My first foray into RSS was when I created feeds from my, and my company's blogs, which I'd built from scratch in 2002.
Entries finish with linked keywords a [find similar] link. I added these at the end of each RSS entry.
At first, I just put the introductions into the RSS feed. But having since subscribed to several feeds myself and realised how annoying it is to have to go to another web site to read the whole post, my blog feeds now contain full posts.
RSS by e-mail
I use FeedBurner for their RSS-to-e-mail service. It means that people can subscribe to an RSS feed and not even know it.
Then it occurred to me that I didn't have to create an RSS feed of a blog. I could create one for my jewellery shop so that people could find out when I've added new items, since most are one-of-a-kind.
The feed includes a thumbnail, the item name, its tags and a [find similar] link (duplicating functionality I added to the web site).
FeedBurner's e-mail subscription service is perfect for the jewellery shop as it suits jewellery customers; it accounts for 80% of the feed's subscribers!
The feeds I read
I currently subscribe to 82 (gosh! I just counted them) feeds.
Besides a handful of feeds to work-related blogs, they include my own feeds, several eBay searches, blog comment feeds and Upcoming events.
Most feeds are filed in a folder called play: feeds showing activity on my Flickr photos and my contacts' photos, craft blogs such as Crafty Daisies, kirin notebook, FlickrBlog and MOO's two blogs, and blogs by friends.
What is RSS for?
RSS has made it so easy to read things I am interested in that I regularly add feeds.
I don't have time to check 82 web sites every day (does anyone?) but RSS makes it easy for me to whizz through new content in one convenient place.
Each day, I relish reading the feeds in my play folder so that I can start the day inspired by all the yummy goodness that I can quickly scroll through. I click through to the site if I want to leave a comment.
All these feeds include full posts and all the images.
Pay it forward? Ouch!
When I subscribed to the RSS feed of Richard Bartle - co-creator of MUD - I mailed him when I noticed that the images were missing. Turns out that you have to include the full path to images and he fixed his feed.
And so, yesterday, when I discovered a blog with loads of wonderful design-themed imagery, I mailed them when I found that the images were missing from their RSS feed, thinking it was the same problem regarding links.
The result wasn't quite what I expected. Here's what happened next, illustrated by extracts from our mail.
my exclusion of images in the feed is actually intentional and, in my view, the feed is meant only to alert people to site updates. I've spent a great deal of time on the design and layout of the blog, so the idea that people might use the feed as a substitute for visiting the actual site isn't too appealing to me ;)
I said that although design is important, content is more important. I explained how I used design feeds and ended by saying that, with reluctance, I would not be subscribing to her feed.
Their reply, which included two personal insults, went on to say:
We are not paid for the content we post about and we are very much posting for those who want to view our site and not simply the commentary on an image that could easily be viewed on a search engine. I find it strange that you wouldn't subscribe to a feed based on the fact that there are no images.
I explained that I meant no offence and continued:
When one subscribes to tens of RSS feeds, an item has to grab you within a few seconds if one's to read the whole thing. I know that, presented with a screenful of text in a design blog, I'm likely to move on to the next item.

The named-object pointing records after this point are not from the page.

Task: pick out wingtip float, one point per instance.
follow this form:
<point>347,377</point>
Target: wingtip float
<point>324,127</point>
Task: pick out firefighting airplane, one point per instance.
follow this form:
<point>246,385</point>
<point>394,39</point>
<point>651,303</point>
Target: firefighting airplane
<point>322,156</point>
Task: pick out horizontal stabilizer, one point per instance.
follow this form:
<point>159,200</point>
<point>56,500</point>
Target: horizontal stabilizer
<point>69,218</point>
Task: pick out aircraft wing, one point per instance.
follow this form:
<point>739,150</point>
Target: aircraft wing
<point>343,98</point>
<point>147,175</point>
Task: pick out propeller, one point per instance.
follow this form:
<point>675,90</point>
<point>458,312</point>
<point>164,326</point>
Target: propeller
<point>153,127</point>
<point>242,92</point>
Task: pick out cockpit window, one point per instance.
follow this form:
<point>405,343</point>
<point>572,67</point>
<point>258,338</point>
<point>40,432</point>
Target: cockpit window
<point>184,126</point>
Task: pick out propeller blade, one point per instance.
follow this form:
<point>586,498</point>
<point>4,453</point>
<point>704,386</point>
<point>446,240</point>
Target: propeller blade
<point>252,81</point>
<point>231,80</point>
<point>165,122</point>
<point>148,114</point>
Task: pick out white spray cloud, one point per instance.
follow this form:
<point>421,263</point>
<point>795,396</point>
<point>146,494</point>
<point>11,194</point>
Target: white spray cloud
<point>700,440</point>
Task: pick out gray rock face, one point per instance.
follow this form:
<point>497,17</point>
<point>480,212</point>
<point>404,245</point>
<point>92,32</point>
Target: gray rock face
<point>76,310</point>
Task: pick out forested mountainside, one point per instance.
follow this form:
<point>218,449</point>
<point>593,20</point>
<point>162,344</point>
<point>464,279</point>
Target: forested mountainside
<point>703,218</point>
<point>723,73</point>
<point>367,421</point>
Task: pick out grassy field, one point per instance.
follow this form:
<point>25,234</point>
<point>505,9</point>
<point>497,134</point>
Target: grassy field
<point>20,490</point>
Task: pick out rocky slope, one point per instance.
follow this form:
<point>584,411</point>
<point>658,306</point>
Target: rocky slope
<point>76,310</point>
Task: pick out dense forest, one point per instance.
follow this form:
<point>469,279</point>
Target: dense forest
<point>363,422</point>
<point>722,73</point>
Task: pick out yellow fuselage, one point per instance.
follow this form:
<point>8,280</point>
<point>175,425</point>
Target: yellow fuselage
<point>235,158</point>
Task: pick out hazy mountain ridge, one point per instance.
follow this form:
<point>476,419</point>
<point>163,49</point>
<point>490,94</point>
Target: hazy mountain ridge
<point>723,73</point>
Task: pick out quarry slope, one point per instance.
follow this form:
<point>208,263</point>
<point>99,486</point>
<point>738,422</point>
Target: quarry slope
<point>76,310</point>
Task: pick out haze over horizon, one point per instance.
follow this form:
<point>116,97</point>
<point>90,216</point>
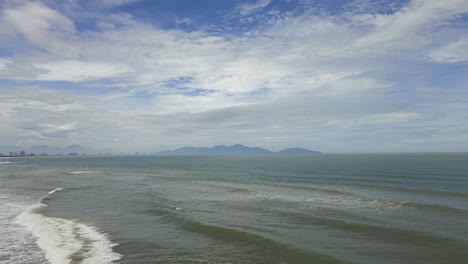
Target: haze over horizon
<point>140,75</point>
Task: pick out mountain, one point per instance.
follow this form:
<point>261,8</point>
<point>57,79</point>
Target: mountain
<point>232,150</point>
<point>217,150</point>
<point>298,151</point>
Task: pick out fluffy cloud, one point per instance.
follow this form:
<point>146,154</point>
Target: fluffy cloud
<point>318,80</point>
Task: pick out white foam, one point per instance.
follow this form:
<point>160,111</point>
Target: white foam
<point>56,190</point>
<point>16,244</point>
<point>60,239</point>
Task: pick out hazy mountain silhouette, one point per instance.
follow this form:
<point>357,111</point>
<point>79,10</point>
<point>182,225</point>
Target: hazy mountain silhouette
<point>232,150</point>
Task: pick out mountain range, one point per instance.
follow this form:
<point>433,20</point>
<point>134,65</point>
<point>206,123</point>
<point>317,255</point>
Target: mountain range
<point>233,150</point>
<point>40,149</point>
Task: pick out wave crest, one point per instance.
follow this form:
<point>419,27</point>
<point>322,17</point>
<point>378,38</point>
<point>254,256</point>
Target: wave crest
<point>65,241</point>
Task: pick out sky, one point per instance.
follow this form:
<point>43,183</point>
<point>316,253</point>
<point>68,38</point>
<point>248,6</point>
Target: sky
<point>149,75</point>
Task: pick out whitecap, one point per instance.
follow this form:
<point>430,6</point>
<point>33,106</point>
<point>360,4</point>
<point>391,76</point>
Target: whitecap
<point>56,190</point>
<point>63,240</point>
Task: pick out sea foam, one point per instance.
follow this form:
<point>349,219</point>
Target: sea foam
<point>67,241</point>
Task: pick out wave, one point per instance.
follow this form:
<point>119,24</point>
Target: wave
<point>257,244</point>
<point>67,241</point>
<point>56,190</point>
<point>433,192</point>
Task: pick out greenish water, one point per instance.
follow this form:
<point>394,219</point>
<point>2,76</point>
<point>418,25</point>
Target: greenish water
<point>385,208</point>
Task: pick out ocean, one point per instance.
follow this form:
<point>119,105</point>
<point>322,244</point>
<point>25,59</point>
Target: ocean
<point>272,209</point>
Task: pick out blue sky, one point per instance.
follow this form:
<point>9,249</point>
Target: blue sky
<point>141,75</point>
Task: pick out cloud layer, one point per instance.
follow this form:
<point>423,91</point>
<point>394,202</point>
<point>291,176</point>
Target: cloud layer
<point>350,78</point>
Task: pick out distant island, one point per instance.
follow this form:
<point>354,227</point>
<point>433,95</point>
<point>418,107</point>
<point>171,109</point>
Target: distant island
<point>233,150</point>
<point>77,150</point>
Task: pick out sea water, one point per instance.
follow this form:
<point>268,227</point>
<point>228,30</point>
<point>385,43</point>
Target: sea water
<point>272,209</point>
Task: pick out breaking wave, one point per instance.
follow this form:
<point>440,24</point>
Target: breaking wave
<point>67,241</point>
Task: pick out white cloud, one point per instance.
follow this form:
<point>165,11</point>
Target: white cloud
<point>3,63</point>
<point>248,8</point>
<point>299,79</point>
<point>409,26</point>
<point>41,26</point>
<point>75,71</point>
<point>455,52</point>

I'm only saying this because I don't believe I am a minority of one and believe you will get a wider audience if you added images to your RSS feed.

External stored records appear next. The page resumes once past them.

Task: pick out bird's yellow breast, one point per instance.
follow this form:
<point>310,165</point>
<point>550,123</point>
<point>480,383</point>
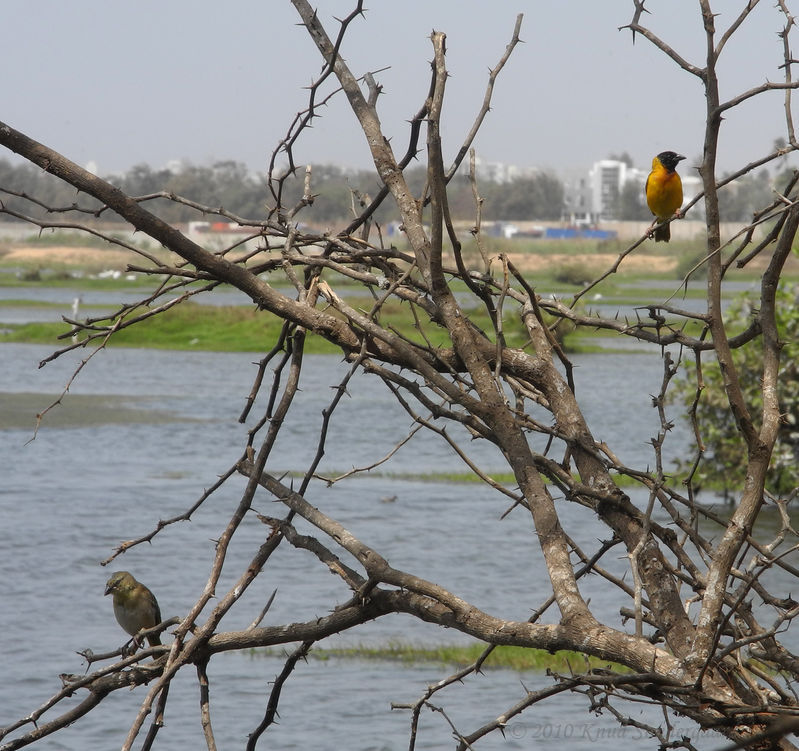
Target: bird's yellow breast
<point>663,190</point>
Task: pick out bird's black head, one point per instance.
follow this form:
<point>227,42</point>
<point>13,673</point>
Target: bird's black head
<point>669,159</point>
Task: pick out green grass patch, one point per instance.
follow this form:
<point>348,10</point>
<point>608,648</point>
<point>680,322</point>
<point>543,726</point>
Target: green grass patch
<point>519,659</point>
<point>239,329</point>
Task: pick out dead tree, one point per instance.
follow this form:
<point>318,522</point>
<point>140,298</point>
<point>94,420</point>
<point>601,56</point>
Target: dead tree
<point>716,662</point>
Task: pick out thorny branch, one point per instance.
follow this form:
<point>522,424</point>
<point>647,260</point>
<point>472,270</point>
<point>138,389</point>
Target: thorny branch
<point>699,646</point>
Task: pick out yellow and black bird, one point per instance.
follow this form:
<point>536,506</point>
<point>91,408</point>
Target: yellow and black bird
<point>135,606</point>
<point>664,191</point>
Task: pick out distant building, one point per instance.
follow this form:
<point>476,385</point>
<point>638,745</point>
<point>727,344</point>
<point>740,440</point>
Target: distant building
<point>497,172</point>
<point>594,198</point>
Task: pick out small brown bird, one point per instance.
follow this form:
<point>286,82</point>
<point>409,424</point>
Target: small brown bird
<point>664,191</point>
<point>135,606</point>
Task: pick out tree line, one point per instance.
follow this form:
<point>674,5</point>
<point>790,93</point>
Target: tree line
<point>230,184</point>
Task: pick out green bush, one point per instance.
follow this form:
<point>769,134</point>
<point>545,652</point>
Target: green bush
<point>723,464</point>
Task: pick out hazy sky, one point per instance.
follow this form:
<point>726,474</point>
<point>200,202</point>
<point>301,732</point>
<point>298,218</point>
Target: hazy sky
<point>150,81</point>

A lot of my business is run under the idea that pleasing the people who love your work is top priority and reaching the general masses by doing something that you're not comfortable doing for whatever reason isn't the way I want to go about growing the site.
You assume that those who want to have full RSS posts aren't people who love your work and also aren't worth catering for.
And, after a final personal insult from them, that was that.
RSS spreads the word
On this issue, Frank says it's like someone who builds a lovely shop, but who then deliberately impoverishes all other media, tells potential customers "you have to come to the shop if you want to see anything."
I spent two years designing and building my web site and shop. I'm really proud of it and would love more people to visit it. But, remember my jewellery shop feed? Do you think as many people would click through to the shop if I didn't include pictures?
If the word is your opinion, your work or another way to show off your expertise, RSS will get it to more people.
If you try to control every aspect of the way your word is presented by crippling your RSS feed, you defeat the object of having a feed at all and can even alienate people.